# Roller Coaster Tycoon wont play!!!



## benwins (Feb 22, 2008)

Recently got roller coaster tycoon 3 plus the soaked expansion they both install fine but when i go to play it, it pops up and says please insert roller coaster tycoon 3 disc when it is already inserted, please help..

Cheers


----------



## insectoid (Feb 21, 2008)

try cleaning the disk


----------



## benwins (Feb 22, 2008)

Its clean, no dirt n there isnt a scratch on it


----------



## Paole27 (Feb 22, 2008)

Try seeing if the disc shows up when you insert it into the computer. To do this, go to "My Computer" and see if the disc shows up. Tell me the results and ill help you from there.


----------



## Aus_Karlos (Mar 10, 2007)

When you say you recently got it? Purchased from a store or maybe an illegal copy.
The "Please insert disc" usually means its not the correct/ original disc.
Had to ask..


----------



## u551 (Sep 6, 2007)

Ive had that problem with several "old" games that i have bought as repacked versions (collections etc). Sometimes it seems they just forgot to modify copy protection to work with new disc or somethin as stupid as that. Never found any solution but to use those illegal methods.


----------



## benwins (Feb 22, 2008)

yeah it shows up in my computer, it comes up with the autorun thing and installs just wont play, dunno, got it off ebay, loOks new.


----------



## Chessman.exe (Feb 26, 2008)

well if you got it off ebay, anyone can get a box and copy the cd logo onto the cd and sell it. i'd say you just got punk'd.


----------



## Aus_Karlos (Mar 10, 2007)

Have you tried updating your CD/DVD firmware?
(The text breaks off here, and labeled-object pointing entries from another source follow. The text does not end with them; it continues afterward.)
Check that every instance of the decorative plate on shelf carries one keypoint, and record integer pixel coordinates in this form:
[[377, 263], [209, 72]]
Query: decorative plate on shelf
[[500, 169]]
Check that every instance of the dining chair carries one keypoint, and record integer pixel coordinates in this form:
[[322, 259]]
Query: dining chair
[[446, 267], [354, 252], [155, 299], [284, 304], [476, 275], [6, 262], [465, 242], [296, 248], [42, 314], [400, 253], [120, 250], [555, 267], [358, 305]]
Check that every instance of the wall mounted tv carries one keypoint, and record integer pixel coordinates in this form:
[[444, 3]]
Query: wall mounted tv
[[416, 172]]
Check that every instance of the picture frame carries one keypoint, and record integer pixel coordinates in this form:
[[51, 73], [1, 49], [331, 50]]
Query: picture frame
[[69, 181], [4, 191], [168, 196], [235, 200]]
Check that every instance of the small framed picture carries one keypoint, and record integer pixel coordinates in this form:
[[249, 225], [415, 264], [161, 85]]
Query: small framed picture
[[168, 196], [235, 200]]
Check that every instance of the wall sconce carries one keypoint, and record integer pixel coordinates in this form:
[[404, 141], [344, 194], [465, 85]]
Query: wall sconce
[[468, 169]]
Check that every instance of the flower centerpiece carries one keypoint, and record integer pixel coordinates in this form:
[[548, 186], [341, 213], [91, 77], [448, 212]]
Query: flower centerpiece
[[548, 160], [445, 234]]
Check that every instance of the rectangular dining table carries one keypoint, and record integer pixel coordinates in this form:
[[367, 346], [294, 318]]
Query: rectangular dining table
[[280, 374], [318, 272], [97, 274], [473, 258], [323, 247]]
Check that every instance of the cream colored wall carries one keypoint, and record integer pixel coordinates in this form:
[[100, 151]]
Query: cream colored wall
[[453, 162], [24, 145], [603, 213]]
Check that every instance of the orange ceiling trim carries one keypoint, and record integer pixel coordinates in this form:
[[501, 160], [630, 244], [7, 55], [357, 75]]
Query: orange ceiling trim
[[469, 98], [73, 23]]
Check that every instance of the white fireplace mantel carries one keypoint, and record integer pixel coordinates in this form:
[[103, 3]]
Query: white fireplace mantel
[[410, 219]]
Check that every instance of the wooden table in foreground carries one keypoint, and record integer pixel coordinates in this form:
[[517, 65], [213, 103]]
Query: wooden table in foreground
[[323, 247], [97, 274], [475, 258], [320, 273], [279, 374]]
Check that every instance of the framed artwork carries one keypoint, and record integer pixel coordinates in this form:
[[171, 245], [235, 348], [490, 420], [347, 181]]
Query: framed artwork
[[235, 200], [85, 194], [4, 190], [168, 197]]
Its a simple thing to do, just go to your CD/DVD manufactures website and find your drive, click drivers/firmware and get the latest, once downloaded if there is an update the exe would do the rest.


----------



## dancinangel67 (Mar 19, 2008)

Even thought it does not have scratches on the disk you can see.. i would go to a gamestop or other gaming or electornic store. they have disk cleaners there from anywhere for 10 to 25 USD. Also was the box that the disk came in, was it open when you got the box from ebay because it might have been used.


----------